Lollapalooza Effect: (A Charlie Munger term) When multiple cognitive biases reinforce one another within a group, irrational beliefs will take over.   

THE PROBLEM WITH SMALL CUSTOMERS WITH UNPROFITABLE, AVERAGE-ORDER SIZES

When distributors create a Cost-to-ServE (CTS) model to estimate and rank customers by net-profitability, there are typically two, customer-group shocks:

  • Some big-margin-dollar customers are big losers. Their many small-dollar orders and/or line-item picks total eat more CTS dollars (CTS$s) than their Gross Profit dollars (GP$s).
  • And, 40 to 80% of all customers are small with small, average-order sizes. Their CTS$S also exceed their GP$s.  

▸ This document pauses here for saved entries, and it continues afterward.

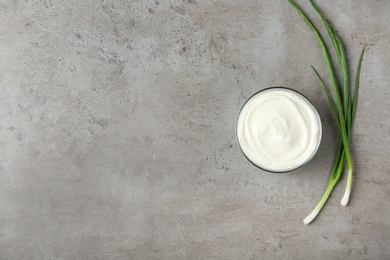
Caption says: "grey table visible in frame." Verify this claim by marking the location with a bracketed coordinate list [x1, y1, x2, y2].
[1, 1, 389, 259]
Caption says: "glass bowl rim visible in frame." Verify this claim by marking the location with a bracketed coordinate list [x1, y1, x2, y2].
[235, 86, 323, 173]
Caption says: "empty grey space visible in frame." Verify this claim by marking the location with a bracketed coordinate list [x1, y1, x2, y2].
[1, 0, 389, 259]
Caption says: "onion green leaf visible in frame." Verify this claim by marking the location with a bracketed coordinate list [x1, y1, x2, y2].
[288, 0, 365, 224]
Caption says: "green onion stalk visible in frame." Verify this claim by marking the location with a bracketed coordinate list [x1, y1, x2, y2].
[287, 0, 365, 224]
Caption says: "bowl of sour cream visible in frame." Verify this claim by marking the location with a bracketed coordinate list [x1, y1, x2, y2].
[236, 87, 322, 173]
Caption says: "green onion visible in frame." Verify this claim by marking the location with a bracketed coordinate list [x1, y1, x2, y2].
[287, 0, 365, 224]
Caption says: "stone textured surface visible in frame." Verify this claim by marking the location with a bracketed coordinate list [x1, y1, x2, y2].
[0, 0, 389, 259]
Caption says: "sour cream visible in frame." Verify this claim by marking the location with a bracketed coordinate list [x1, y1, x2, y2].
[236, 87, 322, 172]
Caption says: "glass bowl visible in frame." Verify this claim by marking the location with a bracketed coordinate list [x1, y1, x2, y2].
[236, 87, 322, 173]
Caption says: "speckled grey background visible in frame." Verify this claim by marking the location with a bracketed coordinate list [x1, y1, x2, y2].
[0, 0, 389, 259]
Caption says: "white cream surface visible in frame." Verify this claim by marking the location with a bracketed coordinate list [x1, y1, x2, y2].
[237, 88, 321, 172]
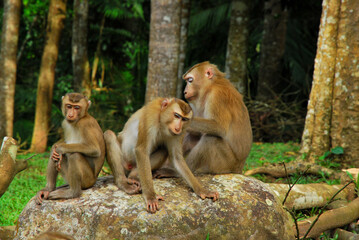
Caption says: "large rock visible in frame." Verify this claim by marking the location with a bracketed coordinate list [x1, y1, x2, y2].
[15, 175, 295, 240]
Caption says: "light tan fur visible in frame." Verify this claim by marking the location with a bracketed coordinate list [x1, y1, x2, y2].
[182, 61, 252, 173]
[104, 98, 218, 213]
[36, 93, 105, 204]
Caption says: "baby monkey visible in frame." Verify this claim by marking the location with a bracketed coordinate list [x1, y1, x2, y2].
[105, 98, 219, 213]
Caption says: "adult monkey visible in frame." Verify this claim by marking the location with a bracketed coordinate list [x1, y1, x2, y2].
[182, 61, 252, 174]
[36, 93, 105, 204]
[104, 98, 219, 213]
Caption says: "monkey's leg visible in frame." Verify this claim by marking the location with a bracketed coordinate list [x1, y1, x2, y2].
[104, 130, 141, 194]
[183, 132, 201, 156]
[186, 136, 238, 174]
[48, 153, 95, 200]
[36, 147, 60, 204]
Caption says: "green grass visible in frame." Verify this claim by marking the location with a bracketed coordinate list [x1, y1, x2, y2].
[0, 153, 65, 226]
[244, 142, 300, 171]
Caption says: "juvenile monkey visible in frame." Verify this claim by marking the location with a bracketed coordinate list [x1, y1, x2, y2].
[104, 98, 219, 213]
[36, 93, 105, 204]
[182, 61, 252, 174]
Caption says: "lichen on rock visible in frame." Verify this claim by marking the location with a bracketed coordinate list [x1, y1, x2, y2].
[15, 175, 295, 240]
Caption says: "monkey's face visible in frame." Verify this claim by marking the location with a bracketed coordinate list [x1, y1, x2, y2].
[183, 67, 212, 102]
[64, 104, 82, 122]
[62, 96, 88, 123]
[162, 103, 192, 136]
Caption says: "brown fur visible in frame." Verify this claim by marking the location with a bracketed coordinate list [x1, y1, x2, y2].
[104, 98, 218, 213]
[183, 61, 252, 173]
[36, 93, 105, 204]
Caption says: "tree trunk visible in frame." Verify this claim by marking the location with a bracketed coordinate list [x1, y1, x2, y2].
[0, 0, 21, 140]
[29, 0, 67, 153]
[256, 0, 288, 101]
[145, 0, 182, 103]
[176, 0, 190, 99]
[225, 0, 250, 95]
[300, 0, 359, 167]
[72, 0, 91, 97]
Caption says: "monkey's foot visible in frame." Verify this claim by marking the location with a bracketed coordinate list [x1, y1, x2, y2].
[48, 188, 81, 200]
[152, 168, 179, 179]
[198, 189, 219, 202]
[116, 178, 141, 195]
[145, 195, 164, 213]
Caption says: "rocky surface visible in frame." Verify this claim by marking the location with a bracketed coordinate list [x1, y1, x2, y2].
[15, 174, 295, 240]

Warning! You can rapidly increase Small-Losers with a web-site marketing effort that wins new customers with terms that don’t insure enough GP$s per order.   

Case example: a big distribution chain got these web-selling results: popped company sales by 8%; while customer and transaction counts doubled! So, 80% of all customers generated only 5% of the GP$s on 25% of all transactions. The new CTS-model verdicts:

  • The Web Division was a net-loser
  • Traditional distributor fulfillment costs exceed Amazon’s.   

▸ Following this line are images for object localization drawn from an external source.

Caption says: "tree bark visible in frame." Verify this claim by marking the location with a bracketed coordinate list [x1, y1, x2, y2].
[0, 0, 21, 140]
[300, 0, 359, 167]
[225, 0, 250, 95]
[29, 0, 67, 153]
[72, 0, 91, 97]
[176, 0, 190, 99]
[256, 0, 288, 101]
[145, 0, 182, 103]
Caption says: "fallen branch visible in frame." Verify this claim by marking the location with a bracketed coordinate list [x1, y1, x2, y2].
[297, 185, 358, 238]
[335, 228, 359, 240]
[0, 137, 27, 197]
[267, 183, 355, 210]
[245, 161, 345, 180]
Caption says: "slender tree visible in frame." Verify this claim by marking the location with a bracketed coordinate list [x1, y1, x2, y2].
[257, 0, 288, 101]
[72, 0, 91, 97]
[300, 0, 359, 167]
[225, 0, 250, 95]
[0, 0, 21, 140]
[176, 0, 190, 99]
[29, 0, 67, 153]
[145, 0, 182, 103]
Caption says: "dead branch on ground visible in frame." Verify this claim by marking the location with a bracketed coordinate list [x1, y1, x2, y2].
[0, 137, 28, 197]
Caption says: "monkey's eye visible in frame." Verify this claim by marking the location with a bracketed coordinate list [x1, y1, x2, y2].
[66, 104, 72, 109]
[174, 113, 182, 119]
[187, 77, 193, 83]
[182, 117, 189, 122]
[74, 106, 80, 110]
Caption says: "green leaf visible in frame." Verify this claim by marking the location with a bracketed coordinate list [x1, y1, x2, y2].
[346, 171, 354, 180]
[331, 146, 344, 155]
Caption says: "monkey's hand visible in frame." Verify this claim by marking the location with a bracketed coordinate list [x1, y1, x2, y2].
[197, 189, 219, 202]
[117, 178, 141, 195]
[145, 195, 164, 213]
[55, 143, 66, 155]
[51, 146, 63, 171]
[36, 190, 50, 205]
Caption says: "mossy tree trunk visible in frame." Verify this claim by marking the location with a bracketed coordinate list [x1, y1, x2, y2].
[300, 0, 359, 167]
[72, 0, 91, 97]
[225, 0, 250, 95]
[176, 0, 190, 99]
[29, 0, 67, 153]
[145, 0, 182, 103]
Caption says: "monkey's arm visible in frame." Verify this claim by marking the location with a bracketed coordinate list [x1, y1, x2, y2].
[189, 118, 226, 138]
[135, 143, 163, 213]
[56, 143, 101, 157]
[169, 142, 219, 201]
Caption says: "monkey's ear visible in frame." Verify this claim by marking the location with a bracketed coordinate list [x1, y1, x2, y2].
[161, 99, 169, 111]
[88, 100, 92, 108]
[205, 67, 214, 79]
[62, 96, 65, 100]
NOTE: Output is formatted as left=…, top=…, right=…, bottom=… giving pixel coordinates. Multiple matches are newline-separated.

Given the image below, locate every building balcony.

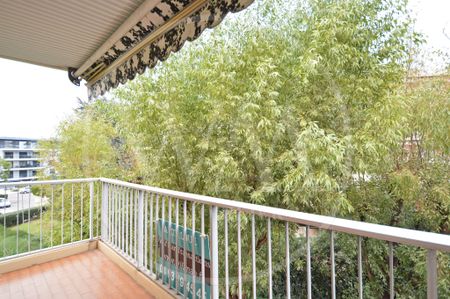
left=0, top=178, right=448, bottom=299
left=4, top=158, right=42, bottom=162
left=9, top=166, right=43, bottom=171
left=3, top=176, right=38, bottom=183
left=0, top=149, right=41, bottom=152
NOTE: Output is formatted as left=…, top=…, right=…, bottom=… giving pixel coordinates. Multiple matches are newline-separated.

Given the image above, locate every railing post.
left=210, top=205, right=219, bottom=299
left=137, top=190, right=144, bottom=268
left=101, top=182, right=109, bottom=242
left=89, top=181, right=94, bottom=240
left=427, top=249, right=437, bottom=299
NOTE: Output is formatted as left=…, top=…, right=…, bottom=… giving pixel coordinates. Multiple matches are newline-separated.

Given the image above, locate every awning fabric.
left=79, top=0, right=255, bottom=98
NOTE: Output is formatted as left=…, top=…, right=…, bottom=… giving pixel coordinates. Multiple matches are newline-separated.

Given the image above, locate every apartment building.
left=0, top=137, right=43, bottom=182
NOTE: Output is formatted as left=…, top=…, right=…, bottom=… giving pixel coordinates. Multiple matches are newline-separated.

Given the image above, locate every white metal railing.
left=0, top=178, right=99, bottom=260
left=1, top=178, right=449, bottom=299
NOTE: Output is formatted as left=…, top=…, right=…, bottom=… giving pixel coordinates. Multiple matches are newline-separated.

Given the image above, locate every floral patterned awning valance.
left=72, top=0, right=254, bottom=98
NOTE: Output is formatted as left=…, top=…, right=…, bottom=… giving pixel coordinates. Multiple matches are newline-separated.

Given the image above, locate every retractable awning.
left=0, top=0, right=254, bottom=98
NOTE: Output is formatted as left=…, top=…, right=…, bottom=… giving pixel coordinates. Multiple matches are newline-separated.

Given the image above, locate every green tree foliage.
left=115, top=0, right=416, bottom=217
left=41, top=102, right=137, bottom=179
left=0, top=158, right=10, bottom=181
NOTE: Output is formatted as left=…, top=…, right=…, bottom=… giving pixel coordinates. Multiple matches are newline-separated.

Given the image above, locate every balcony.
left=0, top=178, right=449, bottom=299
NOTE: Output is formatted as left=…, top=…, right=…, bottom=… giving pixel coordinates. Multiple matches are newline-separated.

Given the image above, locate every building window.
left=19, top=170, right=27, bottom=178
left=4, top=152, right=13, bottom=159
left=8, top=171, right=13, bottom=178
left=19, top=152, right=30, bottom=158
left=5, top=141, right=20, bottom=148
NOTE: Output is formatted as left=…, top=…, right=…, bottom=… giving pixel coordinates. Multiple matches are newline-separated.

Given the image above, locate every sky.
left=0, top=0, right=449, bottom=140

THE LOLLAPALOOZA DENIAL REACTION  

The model stinks! Change it to turn little losers into winners. But, if 100% of operational costs are in the CTS model, then costs shift to turn other accounts into losers.

So, kill the CTS model and return to the traditional, data-free, Lollapalooza Belief-Bundle that includes:  

  1. All sales and margin dollars are equally good (irrespective of related CTS)
  2. All costs are fixed in the moment, we can always take one more order (or thousands) without hiring any more CTS fulfillment people or reinventing CTS like Amazon.      
  3. All new sales/margin dollars grow: economies of scale; profits; and rebates!
  4. Reps don’t like to see commissionable accounts as net-profit losers. Pretend they aren’t; be happy!  
  5. Win more customers (of any size, kind) to replace defections and deaths to support 1-4.
  6. Little losers will grow into big profitable accounts.
  7. Little losers have higher average GP% which makes them (more) profitable.
  8. Everyone we listen to in the industry shares these beliefs (confirmation bias?). Stick with the herd!
  9. And, we’re doing OK financially. More volume will win.   

OR?

Discuss belief blind-spots. Test them against statistical analytics. The opportunity costs of being distracted by burgeoning, Small-Order Busy-ness? Could you grow faster and more profitably by super-focusing on and better partnering the biggest, profitable, growing accounts? Using what buying statistics to spot lose-lose activity costs to fix?